A l’occasion de la sortie de Vers l’autre rive, une rétrospective de l’œuvre du cinéaste est organisée au Reflet Médicis, à Paris.
La famille ne correspond pas du tout à mon idée du cinéma. Je crois seulement au principe de la nature selon lequel tout homme est mortel, toute chose qui a une forme est amenée à disparaître un jour de ce monde. Et l’espoir que je traduis dans mes films est basé sur la reconnaissance de cette réalité.” Ces propos de Kurosawa Kiyoshi cités en introduction de l’excellente étude que Diane Arnaud lui a consacrée en 2007 (Kiyoshi Kurosawa, mémoire de la disparition, éd. Rouge profond, 20€) sont confirmés dans la dernière réalisation du cinéaste Vers l’autre rive (Kishibe no tabi) qui sortira sur les écrans français le 30 septembre. Présenté à Cannes dans la section Un certain regard, le film a obtenu le Prix de la mise en scène, récompense méritée pour cette histoire de fantômes qui, à la différence de ses premières œuvres, ne fait plus peur. Ce long-métrage marque une sorte d’aboutissement dans sa carrière entamée il y a déjà plus de 30 ans.
Depuis le succès de Shokuzai (2012), qui était à l’origine une mini-série télévisée pour la chaîne cryptée Wowow, Version originale Condor a décidé de suivre le travail du cinéaste comme un bon éditeur suit un écrivain auquel il croit. Jusque-là, l’œuvre de Kurosawa Kiyoshi nous arrivait au gré des modes sans nous permettre de vraiment comprendre comment elle avait évolué. A l’occasion de la sortie de Vers l’autre rive, le distributeur en collaboration avec le cinéma Reflet Médicis propose une rétrospective de ses films les plus marquants du 16 au 22 septembre. Une bonne opportunité pour ceux qui ne connaissent pas ses longs-métrages plus anciens de les découvrir grâce à des discussions menées par des spécialistes de son œuvre qui interviendront après chaque projection.

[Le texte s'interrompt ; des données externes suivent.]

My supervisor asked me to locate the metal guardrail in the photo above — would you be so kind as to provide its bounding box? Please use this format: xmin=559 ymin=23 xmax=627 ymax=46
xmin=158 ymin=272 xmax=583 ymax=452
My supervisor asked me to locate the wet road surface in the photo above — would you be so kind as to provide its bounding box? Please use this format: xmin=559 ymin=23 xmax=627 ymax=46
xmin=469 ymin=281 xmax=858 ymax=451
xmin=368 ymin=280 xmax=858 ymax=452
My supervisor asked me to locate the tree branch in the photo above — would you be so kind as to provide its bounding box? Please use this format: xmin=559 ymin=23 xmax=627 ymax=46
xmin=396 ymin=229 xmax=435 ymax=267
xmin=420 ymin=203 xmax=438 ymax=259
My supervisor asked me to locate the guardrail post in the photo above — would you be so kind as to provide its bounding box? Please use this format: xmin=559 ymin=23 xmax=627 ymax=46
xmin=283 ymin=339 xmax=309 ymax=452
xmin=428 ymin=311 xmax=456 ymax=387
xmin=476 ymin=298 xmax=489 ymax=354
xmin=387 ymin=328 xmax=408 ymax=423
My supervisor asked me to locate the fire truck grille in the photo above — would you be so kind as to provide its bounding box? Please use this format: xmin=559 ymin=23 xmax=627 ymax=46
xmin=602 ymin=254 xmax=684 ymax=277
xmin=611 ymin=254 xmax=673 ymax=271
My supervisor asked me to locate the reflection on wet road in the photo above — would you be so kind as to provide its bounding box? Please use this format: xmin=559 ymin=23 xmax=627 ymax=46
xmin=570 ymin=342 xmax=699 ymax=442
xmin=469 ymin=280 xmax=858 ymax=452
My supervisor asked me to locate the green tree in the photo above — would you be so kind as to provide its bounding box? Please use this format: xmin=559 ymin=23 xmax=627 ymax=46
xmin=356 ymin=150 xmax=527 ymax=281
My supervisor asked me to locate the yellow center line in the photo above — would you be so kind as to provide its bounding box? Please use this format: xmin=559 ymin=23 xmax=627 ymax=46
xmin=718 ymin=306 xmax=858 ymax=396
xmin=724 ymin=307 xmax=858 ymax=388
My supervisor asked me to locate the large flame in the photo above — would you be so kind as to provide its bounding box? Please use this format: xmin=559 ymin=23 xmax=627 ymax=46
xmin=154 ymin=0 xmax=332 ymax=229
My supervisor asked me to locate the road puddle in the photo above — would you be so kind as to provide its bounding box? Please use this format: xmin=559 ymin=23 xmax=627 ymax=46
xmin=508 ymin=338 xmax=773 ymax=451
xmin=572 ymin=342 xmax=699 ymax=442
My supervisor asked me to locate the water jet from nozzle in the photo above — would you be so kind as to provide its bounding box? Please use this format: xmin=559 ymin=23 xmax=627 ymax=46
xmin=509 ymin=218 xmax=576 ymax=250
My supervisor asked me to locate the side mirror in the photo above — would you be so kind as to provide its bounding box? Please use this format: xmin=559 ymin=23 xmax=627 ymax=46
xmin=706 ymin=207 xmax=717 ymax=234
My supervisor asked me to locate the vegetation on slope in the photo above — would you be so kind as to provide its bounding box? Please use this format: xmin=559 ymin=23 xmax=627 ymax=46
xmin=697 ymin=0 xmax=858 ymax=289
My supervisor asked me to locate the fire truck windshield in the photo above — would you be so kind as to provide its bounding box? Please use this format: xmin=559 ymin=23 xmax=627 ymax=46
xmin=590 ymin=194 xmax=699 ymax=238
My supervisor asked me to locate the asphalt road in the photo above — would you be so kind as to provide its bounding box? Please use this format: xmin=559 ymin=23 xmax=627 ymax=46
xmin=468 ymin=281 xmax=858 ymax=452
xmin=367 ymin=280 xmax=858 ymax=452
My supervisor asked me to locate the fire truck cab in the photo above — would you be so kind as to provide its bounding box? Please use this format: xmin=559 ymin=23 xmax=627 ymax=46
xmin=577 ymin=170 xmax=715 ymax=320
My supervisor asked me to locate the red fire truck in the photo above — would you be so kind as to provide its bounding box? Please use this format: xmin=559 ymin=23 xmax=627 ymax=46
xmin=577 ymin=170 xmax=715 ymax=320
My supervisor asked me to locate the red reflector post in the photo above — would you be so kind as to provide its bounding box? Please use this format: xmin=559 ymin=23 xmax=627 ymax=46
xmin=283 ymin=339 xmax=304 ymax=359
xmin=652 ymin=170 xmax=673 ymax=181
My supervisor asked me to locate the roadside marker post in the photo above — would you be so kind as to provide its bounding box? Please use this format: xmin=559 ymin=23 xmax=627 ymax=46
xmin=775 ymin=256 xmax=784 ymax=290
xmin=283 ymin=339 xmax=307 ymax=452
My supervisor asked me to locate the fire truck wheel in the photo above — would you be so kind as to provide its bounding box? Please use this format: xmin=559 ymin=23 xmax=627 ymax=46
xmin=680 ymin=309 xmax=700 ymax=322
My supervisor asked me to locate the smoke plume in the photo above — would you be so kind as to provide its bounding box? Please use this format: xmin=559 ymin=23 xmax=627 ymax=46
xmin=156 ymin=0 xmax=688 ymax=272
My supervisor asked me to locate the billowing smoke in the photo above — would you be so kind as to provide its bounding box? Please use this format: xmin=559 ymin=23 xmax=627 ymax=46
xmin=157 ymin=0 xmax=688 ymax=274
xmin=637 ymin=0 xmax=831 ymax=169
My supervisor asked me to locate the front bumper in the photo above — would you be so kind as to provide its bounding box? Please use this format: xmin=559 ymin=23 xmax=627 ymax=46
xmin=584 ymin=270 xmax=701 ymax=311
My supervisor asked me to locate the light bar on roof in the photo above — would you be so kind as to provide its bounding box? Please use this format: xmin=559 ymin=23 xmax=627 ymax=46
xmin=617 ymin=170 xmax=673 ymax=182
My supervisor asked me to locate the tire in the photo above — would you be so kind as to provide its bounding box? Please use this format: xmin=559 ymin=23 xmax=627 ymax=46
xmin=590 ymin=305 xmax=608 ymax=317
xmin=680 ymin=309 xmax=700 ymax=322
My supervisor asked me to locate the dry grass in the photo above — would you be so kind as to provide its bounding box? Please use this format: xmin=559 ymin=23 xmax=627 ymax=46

Il sera ainsi possible de voir ou revoir Kaïro (2000) avec le formidable Yakusho Kôji, l’acteur fétiche du cinéaste, qui l’a accompagné dans de nombreuses aventures cinématographiques. Dans cette œuvre comme dans beaucoup d’autres à l’instar de Tokyo Sonata (2008), sans doute le meilleur film japonais de ces 25 dernières années, le cinéaste profite de son histoire pour dresser un portrait sans fard de son pays en train de perdre son âme. C’est tout à fait flagrant avec ce drame où il décrit la déchéance d’un homme privé de travail qui n’existe plus aux yeux d’une société dont le comportement se résume à des migrations quotidiennes vers les gares pendant que les exclus s’inventent des existences sociales virtuelles ou finissent par se supprimer. Avec Charisma sorti en 1999, il avait abordé de façon déboussolante la prise de distance avec la réalité en exilant Yakusho Kôji dans une forêt où une étrange société s’est créée et se déchire. Il y a une volonté de frapper les esprits, de réveiller ses contemporains. Kurosawa Kiyoshi a le don de les entraîner dans des directions inattendues afin de les sortir de leur petit confort. Shokuzai participe de cette approche en brassant une nouvelle fois les genres. Le film policier se transforme par moments en film fantastique et offre un regard parfois glaçant sur les rapports humains. C’est peut-être pour cette raison qu’il tourne ensuite Real (2013), une romance fantastique qui permet au cinéaste de se montrer plus optimiste. Vers l’autre rive s’impose comme une synthèse de l’ensemble de son œuvre.
Gabriel Bernard
Infos pratiques :
Rétrospective Kurosawa du 16 au 22 septembre
au Reflet Médicis, 3, rue Champollion, 75005 Paris. Réservations à compter du 14 septembre.